CUNY Dominican Studies Institute brings the study of the history of Dominican music to the United States

June 28, 2019

Miami, Florida – Funglode/GFDD in Florida, under the leadership of José J. Záiter, and the Latinos United in Action Center, Inc., led by Dr. Amada Vargas, hosted a discussion group on the history of Dominican Music in the United States, a project run by the City University of New York Dominican Studies Institute (CUNY DSI). This project is financed by the prestigious National Endowment for the Humanities (NEH) based in Washington, D.C. For this event, Ruth Lizardi and Jhensen Ortíz of CUNY DSI came to Florida to take part in the discussion.

The History of Dominican Music in the United States is an ambitious digital project on Dominican music history that will contribute to bringing visibility to long-lost, but important, chapters in the historical narrative of the humanistic and cultural legacy of the US. CUNY DSI received a 3-year NEH grant to develop an interactive tool delivering an audiovisual narration of the participation and contribution of Dominican music in the United States from 1915 to the present.

Dr. Ramona Hernández, director of CUNY DSI, professor of sociology at City College and acting director of the project, noted that “this is a collective effort to bring together young researchers from CUNY DSI with an elite group of academics who are experts on Dominican music.”

“I felt flattered when CUNY DSI invited Funglode to collaborate on such a significant project for Dominicans and the world. It’s important that the contribution of Dominican Floridians is not left out—that people know what’s been done here to preserve and diffuse Dominican music since very early on,” said Záiter, director of the Funglode/GFDD office in Florida. For her part, Dr. Amada Vargas, director of Latinos United in Action, added that “this project fits us like a glove, as the educational section it includes is an excellent learning tool that all teachers can use to make their lesson plans.”

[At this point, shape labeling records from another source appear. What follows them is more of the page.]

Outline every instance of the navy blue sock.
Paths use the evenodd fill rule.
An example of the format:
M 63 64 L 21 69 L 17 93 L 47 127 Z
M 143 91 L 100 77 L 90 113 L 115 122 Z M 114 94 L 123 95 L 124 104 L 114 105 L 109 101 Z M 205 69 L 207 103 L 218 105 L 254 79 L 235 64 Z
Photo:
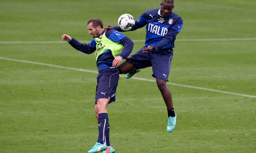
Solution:
M 167 112 L 168 112 L 168 118 L 171 116 L 173 117 L 175 116 L 175 113 L 174 112 L 174 108 L 173 108 L 172 109 L 170 109 L 170 110 L 167 110 Z
M 108 113 L 99 114 L 98 127 L 99 129 L 99 136 L 97 142 L 104 144 L 106 132 L 109 123 L 109 117 Z
M 108 125 L 107 130 L 106 132 L 106 135 L 105 138 L 105 142 L 107 146 L 110 146 L 110 141 L 109 141 L 109 130 L 110 130 L 110 126 L 109 123 Z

This initiative is one of the 290 research projects in the humanities scattered around 43 states, the District of Columbia, and Puerto Rico that receive a total of $16.3 million in NEH grants. “The humanities help us study our past, understand our present, and prepare ourselves for the future,” said William D. Adams, who chaired the renowned organization when CUNY DSI was awarded the grant. “The National Endowment for the Humanities is proud to support projects to benefit all Americans, appealing to the common experiences that connect humanity,” he concluded.

CUNY DSI is the first university research institute dedicated to the study of people of Dominican descent, particularly those living in the United States. Its pioneering achievements include the creation of a paleographical tool, called the “Spanish Paleography Digital Teaching and Learning Tool,” to decode the variety of calligraphy in colonial documents that date from the 16th and 17th centuries; the creation of the first bilingual digital academic platform that outlines an exhaustive history of the first black Africans in the Americas, “First Blacks in the Americas/Los Primeros Negros en las Américas”; as well as the discovery of the Dominican Juan Rodríguez, the first immigrant in what is now the city of New York in 1613, and Esteban Hotesse, a Dominican WWII veteran and member of the famous Tuskegee Air military squadron, the first group of black military pilots in US history.

This music history project joins what has become a tradition of innovative proposals aimed at elevating the legacy of Dominican culture in the United States.

The music discussion group was held on Tuesday, June 18, 2019, at 7 pm at the Latinos United in Action Center, in Miami, Florida.